Par Karine Cecilia Arissani,
Acteur politique, Conseiller municipal du 1er arrondissement de la commune de Franceville
La grève en cours au sein de l’Éducation nationale, qui connaît aujourd’hui un durcissement préoccupant, pose une question fondamentale : comment un combat juste et légitime peut-il progressivement se transformer en un affrontement politique et personnalisé, au risque d’en perdre sa portée initiale ?
Personne ne conteste la légitimité des revendications des enseignants. Elles sont fondées, connues et, pour une large part, reconnues par l’État. Les difficultés structurelles du secteur éducatif ne datent pas d’hier et sont le produit de longues années de dysfonctionnements accumulés. Les enseignants n’en sont ni les auteurs, ni les bénéficiaires. À ce titre, leur combat mérite respect et considération.

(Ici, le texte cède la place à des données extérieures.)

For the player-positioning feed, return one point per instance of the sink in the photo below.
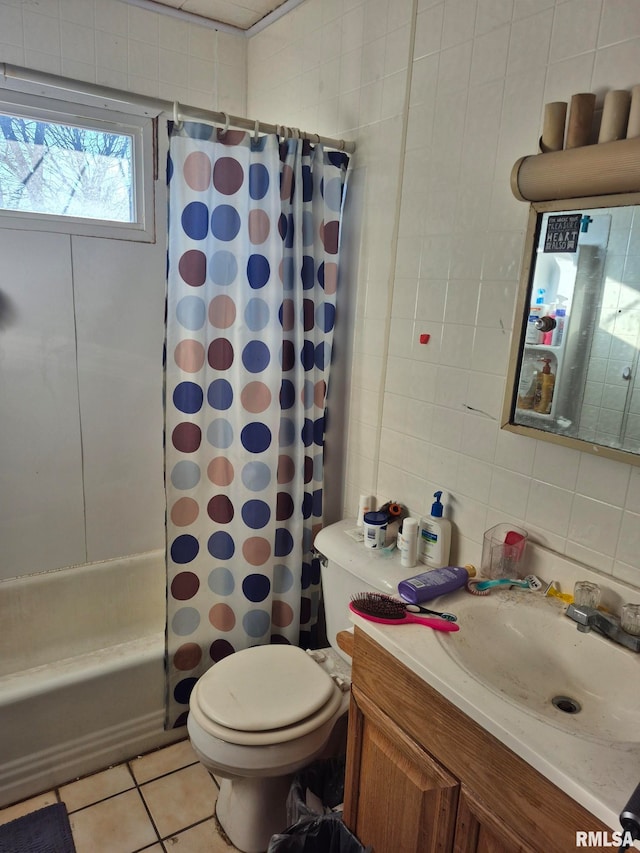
(521, 645)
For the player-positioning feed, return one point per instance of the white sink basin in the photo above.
(522, 646)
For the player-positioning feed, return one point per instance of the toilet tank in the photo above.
(350, 567)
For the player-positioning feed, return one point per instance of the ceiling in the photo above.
(234, 14)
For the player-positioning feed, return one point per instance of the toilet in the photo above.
(262, 714)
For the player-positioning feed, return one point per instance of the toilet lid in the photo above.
(265, 687)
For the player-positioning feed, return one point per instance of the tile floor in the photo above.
(162, 801)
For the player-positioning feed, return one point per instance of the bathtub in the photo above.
(81, 671)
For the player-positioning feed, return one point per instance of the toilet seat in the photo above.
(264, 695)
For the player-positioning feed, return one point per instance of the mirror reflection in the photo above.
(577, 357)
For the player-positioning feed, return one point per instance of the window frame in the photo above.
(141, 128)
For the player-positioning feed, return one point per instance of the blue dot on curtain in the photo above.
(256, 587)
(221, 581)
(256, 514)
(318, 431)
(307, 505)
(191, 313)
(283, 543)
(256, 356)
(325, 316)
(307, 272)
(287, 273)
(185, 621)
(288, 355)
(220, 394)
(225, 222)
(287, 394)
(287, 433)
(256, 623)
(256, 314)
(307, 432)
(223, 268)
(307, 355)
(184, 549)
(258, 271)
(282, 578)
(284, 506)
(221, 545)
(332, 194)
(258, 181)
(322, 356)
(220, 649)
(256, 476)
(185, 475)
(188, 397)
(255, 437)
(307, 183)
(220, 433)
(182, 690)
(195, 220)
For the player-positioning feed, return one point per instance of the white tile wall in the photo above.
(426, 417)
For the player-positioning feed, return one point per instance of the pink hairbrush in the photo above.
(381, 608)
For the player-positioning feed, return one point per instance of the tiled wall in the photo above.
(115, 44)
(441, 245)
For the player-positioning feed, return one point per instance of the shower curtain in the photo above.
(254, 233)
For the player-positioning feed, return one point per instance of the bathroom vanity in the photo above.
(423, 776)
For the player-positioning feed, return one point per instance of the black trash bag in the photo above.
(326, 834)
(324, 780)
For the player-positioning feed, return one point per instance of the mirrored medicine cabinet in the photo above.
(574, 367)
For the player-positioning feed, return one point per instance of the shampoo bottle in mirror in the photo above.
(434, 536)
(547, 379)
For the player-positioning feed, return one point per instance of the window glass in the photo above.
(66, 170)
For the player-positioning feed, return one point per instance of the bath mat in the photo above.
(45, 831)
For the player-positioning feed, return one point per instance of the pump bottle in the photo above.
(434, 536)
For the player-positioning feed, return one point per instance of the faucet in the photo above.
(609, 626)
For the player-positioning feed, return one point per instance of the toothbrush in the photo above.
(381, 608)
(482, 586)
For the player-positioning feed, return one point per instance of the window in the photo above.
(82, 174)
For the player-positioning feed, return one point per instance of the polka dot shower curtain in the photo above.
(254, 230)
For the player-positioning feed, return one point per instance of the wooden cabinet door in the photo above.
(478, 830)
(397, 798)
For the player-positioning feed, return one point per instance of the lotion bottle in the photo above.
(434, 537)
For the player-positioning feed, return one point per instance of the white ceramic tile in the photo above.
(549, 507)
(603, 479)
(594, 525)
(509, 492)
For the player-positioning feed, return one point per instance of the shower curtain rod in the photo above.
(41, 83)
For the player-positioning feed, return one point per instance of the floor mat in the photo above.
(44, 831)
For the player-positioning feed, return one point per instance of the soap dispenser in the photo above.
(434, 536)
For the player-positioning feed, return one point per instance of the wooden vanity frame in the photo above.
(422, 776)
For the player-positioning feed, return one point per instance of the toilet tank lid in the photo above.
(377, 569)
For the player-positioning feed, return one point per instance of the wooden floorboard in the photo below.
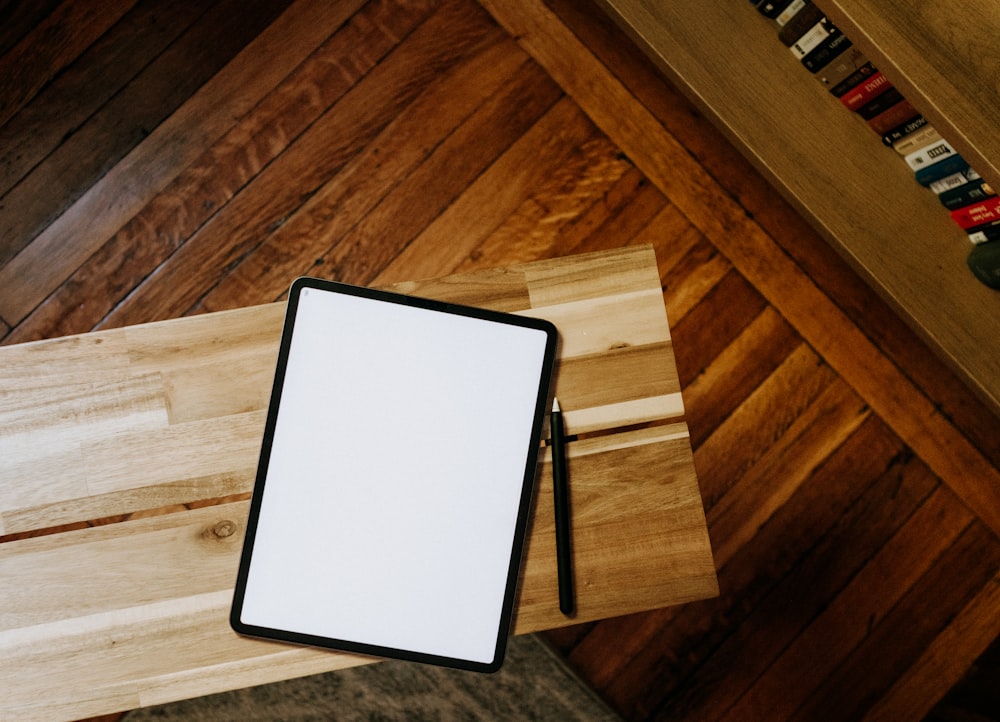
(161, 159)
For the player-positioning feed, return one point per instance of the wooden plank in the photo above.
(940, 665)
(912, 625)
(188, 409)
(20, 19)
(134, 633)
(49, 47)
(455, 234)
(772, 600)
(760, 422)
(113, 200)
(129, 116)
(219, 174)
(794, 567)
(931, 253)
(728, 380)
(788, 228)
(813, 314)
(88, 83)
(353, 226)
(869, 597)
(929, 56)
(818, 432)
(334, 141)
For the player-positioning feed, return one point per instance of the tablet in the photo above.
(395, 475)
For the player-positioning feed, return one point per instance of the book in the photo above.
(941, 169)
(955, 180)
(880, 104)
(772, 8)
(917, 140)
(812, 38)
(978, 214)
(984, 233)
(937, 150)
(788, 13)
(865, 91)
(892, 116)
(966, 194)
(823, 54)
(903, 130)
(795, 28)
(858, 76)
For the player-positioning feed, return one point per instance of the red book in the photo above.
(978, 213)
(864, 91)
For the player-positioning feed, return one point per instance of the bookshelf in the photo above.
(858, 193)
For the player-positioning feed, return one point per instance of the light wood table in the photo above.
(110, 425)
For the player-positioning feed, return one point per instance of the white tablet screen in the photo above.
(392, 493)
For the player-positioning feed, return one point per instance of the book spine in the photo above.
(966, 194)
(772, 8)
(805, 19)
(984, 234)
(955, 180)
(812, 38)
(788, 13)
(865, 91)
(977, 214)
(943, 168)
(823, 55)
(866, 70)
(904, 129)
(917, 140)
(937, 151)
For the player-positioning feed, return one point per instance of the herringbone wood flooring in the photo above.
(160, 159)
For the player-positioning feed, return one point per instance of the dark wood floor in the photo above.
(160, 159)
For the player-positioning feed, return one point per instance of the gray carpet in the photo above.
(534, 684)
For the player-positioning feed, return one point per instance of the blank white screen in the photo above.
(395, 475)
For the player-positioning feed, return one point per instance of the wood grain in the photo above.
(903, 245)
(184, 418)
(108, 204)
(800, 506)
(750, 250)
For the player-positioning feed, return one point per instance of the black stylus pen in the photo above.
(561, 500)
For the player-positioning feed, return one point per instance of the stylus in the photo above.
(560, 492)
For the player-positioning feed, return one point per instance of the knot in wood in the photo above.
(224, 528)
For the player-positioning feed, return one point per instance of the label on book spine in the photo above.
(950, 182)
(966, 194)
(937, 151)
(984, 234)
(811, 40)
(904, 130)
(941, 169)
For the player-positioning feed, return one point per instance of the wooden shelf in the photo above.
(833, 168)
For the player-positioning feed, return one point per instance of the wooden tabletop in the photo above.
(127, 457)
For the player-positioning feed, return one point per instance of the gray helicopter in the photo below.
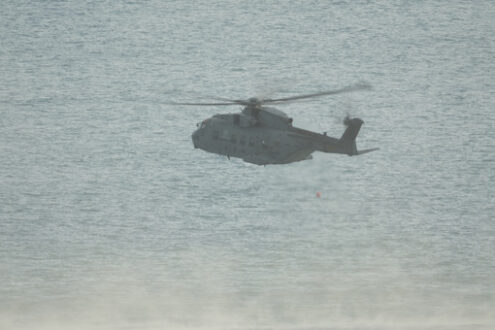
(263, 135)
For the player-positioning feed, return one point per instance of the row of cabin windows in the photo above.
(242, 140)
(233, 139)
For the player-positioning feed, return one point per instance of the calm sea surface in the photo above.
(110, 219)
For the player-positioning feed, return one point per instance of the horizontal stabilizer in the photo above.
(360, 152)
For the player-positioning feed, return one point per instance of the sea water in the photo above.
(110, 219)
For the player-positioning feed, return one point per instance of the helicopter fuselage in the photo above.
(265, 136)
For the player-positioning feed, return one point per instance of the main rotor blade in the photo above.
(203, 104)
(347, 89)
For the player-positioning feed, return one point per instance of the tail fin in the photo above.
(348, 139)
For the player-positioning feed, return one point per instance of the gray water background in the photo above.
(109, 218)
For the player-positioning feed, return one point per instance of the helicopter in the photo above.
(264, 135)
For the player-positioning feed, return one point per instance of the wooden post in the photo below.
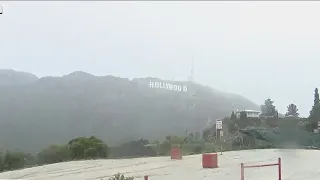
(279, 168)
(242, 171)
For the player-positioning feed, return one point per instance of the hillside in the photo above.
(35, 113)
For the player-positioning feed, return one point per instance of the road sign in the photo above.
(219, 124)
(221, 133)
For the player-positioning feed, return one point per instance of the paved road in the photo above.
(297, 165)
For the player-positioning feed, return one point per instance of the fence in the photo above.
(263, 165)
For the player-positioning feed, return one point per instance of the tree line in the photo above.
(76, 149)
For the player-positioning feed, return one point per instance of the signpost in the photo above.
(218, 125)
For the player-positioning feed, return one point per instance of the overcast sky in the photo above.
(257, 49)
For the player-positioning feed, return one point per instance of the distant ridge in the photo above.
(36, 112)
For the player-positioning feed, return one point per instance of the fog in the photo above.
(257, 49)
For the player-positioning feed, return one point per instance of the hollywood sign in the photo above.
(168, 86)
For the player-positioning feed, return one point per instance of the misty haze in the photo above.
(120, 80)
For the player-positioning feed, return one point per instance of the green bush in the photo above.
(198, 149)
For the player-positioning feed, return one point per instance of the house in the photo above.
(250, 113)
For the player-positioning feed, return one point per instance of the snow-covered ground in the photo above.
(296, 165)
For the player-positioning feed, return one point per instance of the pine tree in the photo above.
(292, 110)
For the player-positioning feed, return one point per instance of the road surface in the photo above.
(296, 165)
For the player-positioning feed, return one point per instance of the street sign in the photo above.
(219, 124)
(221, 133)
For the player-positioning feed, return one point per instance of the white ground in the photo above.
(296, 165)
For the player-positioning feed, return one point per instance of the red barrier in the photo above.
(210, 160)
(176, 153)
(263, 165)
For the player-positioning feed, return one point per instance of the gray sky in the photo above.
(256, 49)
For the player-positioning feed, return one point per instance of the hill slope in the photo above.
(53, 110)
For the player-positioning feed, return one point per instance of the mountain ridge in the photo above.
(51, 110)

Cependant, à mesure que la grève se durcit, un glissement s’opère. Ce qui relevait au départ d’une lutte sociale pour de meilleures conditions professionnelles et administratives tend à prendre les allures d’un combat politique ciblé, voire d’une opposition frontale à la personne du Président de la République, Brice Clotaire Oligui Nguema. Une évolution qui interroge, tant elle semble déconnectée de la réalité des efforts engagés pour résoudre la crise.
Faut-il rappeler que le Chef de l’État n’est pas à l’origine de cette situation ? Peut-on raisonnablement soutenir qu’il n’existe aucune volonté de sa part de trouver une issue à cette crise, alors même que deux protocoles d’accord ont été signés entre le gouvernement et les représentants syndicaux ? Ces actes traduisent, à tout le moins, une reconnaissance du problème et une ouverture au dialogue.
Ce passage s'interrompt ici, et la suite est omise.